Depending on the traversal and bond direction assignment we may accidentally define the configuration of this bond and no warning would be generated or alternatively it will come out with an “invalid” syntax.

It’s problematic and Daylight had planned to address it. At the user group meeting in 2005 a Futures talk makes references to preliminary work on SMILES5: “A unification of the EZ stereo representation with atom-based stereo is proposed. This will allow better specification of multiple conjugated EZ centers and also allows more robust specification of relative stereochemistry.”.

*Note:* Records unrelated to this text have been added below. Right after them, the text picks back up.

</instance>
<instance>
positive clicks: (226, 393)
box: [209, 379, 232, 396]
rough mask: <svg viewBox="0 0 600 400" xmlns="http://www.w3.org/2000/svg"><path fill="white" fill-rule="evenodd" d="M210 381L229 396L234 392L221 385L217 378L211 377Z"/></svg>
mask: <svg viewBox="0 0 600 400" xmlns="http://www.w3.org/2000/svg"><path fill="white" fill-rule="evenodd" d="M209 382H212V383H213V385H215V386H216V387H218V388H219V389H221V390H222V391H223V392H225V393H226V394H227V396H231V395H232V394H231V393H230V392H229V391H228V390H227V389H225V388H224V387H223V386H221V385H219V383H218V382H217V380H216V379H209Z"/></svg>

It may have looked something like this:

C[C@H]=[C@H]C=C[C@H]=[C@H]C cis,cis-
C[C@H]=[C@H]C=C[C@H]=[C@@H]C cis,trans-
C[C@H]=[C@H]C=C[C@@H]=[C@H]C cis,trans-

I actually added support for this in CDK but in hindsight I think using CXSMILES is simpler but less elegant:

CC=CC=CC=CC |c:1,5|
C/C=C\C=C\C=C/C |ctu:3|
C/C=C\C=C\C=C/C |c:1,5,ctu:3|

Which is best depends on the application – ignoring the CXSMILES you either get no configuration or the wrong configuration. With CXSMILES these should all canonicalise to the same thing.